Six threats to mobile banking

Digital transformation Banking
Six threats to mobile banking
The world has enthusiastically embraced mobile technology. Within a few short years, mobile applications have become a staple of daily life, serving as sources of information, productivity tools or entertaining ways to pass the time. It did not take long for the financial services industry to spot mobile’s potential. They moved quickly to roll out mobile banking apps, and retail banking customers were quick to take advantage of the time-saving convenience and accessibility the apps offered.

Doubts over mobile security have, however, kept a sizeable percentage of consumers from adopting mobile banking. Security concerns have also caused banks themselves to hesitate offering a full range of financial services through the mobile channel. But what are the particular vulnerabilities affecting this channel and how serious are they? Here are six significant threats facing the mobile banking channel today.

1. Poor mobile app design and configuration

Mobile banking apps tend to be safer than banking using a mobile browser, but a growing number of data breaches and security incidents can be linked directly to poor code quality in banking apps. Every mobile platform has its own quirks that developers must accommodate, and each device presents a unique set of challenges to overcome. Mobile app developers do not always understand today’s risks and most are not up to the task of securing mobile data, connections, and transactions.
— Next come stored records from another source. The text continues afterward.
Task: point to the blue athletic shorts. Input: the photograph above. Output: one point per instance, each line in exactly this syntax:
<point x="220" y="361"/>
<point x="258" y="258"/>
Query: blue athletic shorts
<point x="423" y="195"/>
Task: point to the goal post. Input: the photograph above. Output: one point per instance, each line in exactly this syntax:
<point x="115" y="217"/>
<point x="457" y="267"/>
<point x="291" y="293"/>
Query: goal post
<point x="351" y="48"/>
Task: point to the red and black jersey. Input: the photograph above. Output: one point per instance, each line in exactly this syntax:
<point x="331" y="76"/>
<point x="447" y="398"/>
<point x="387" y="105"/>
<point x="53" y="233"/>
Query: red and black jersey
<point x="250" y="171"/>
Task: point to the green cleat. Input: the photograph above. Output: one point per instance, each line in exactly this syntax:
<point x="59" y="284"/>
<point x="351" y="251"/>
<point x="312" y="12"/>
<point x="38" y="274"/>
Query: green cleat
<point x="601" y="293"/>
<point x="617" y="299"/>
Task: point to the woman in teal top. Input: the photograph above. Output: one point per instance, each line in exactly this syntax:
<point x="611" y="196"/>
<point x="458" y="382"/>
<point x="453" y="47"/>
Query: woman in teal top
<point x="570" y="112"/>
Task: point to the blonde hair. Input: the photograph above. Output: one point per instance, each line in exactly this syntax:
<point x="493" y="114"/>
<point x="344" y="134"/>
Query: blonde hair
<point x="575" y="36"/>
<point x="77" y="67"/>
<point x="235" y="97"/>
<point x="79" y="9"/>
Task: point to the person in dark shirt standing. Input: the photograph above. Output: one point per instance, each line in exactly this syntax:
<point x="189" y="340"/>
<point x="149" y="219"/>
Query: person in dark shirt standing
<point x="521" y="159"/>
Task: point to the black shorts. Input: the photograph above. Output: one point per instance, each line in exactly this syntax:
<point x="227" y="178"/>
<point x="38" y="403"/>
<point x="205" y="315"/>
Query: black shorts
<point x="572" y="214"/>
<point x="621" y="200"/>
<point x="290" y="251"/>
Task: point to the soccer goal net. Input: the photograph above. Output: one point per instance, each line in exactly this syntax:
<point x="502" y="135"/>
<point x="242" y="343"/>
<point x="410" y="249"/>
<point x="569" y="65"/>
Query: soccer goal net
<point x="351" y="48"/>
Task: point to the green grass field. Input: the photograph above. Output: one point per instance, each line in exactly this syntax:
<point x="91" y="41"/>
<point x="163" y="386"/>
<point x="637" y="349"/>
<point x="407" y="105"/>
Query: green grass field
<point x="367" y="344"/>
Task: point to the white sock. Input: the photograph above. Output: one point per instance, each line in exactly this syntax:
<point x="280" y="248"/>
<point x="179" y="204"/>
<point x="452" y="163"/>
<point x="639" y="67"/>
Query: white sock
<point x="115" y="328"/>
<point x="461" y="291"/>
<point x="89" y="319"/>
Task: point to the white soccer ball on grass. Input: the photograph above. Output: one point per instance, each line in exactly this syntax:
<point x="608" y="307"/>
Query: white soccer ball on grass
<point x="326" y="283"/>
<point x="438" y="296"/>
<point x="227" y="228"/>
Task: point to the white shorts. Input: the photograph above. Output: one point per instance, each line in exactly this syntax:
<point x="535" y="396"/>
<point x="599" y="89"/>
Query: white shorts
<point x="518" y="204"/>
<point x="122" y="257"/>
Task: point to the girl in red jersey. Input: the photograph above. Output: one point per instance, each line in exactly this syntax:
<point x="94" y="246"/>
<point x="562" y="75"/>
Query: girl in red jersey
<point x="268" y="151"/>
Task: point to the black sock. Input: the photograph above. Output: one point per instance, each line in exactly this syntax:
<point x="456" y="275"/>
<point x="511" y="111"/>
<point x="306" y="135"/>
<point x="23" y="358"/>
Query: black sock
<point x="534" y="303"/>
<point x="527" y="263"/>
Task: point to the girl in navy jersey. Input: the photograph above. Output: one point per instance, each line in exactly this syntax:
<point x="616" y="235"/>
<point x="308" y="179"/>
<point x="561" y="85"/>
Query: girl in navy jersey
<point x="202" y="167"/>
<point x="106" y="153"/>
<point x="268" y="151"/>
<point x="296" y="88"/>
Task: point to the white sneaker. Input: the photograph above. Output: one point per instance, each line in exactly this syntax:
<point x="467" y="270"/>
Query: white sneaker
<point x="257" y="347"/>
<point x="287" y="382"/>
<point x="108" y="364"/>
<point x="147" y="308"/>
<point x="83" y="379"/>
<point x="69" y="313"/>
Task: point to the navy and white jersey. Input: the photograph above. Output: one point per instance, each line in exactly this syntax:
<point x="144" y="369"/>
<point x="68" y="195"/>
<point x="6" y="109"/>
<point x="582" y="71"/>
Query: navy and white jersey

2. Operating systems’ cryptographic vulnerabilities

Mobile banking apps often lack adequate implementation of SSL or certificate validation. SSL (Secure Sockets Layer) and TLS (Transport Layer Security) are the most important digital security protocols in use today, used to establish encrypted links between computers and servers and to ensure that any server is what it purports to be, thus helping to prevent phishing and man-in-the-middle attacks.

3. Mobile malware’s explosive rise

Mobile malware often takes advantage of software bugs and vulnerabilities. Hackers and cybercrime syndicates are doing everything possible to exploit the situation with thousands of new mobile banking trojans and hundreds of thousands of other malicious programs.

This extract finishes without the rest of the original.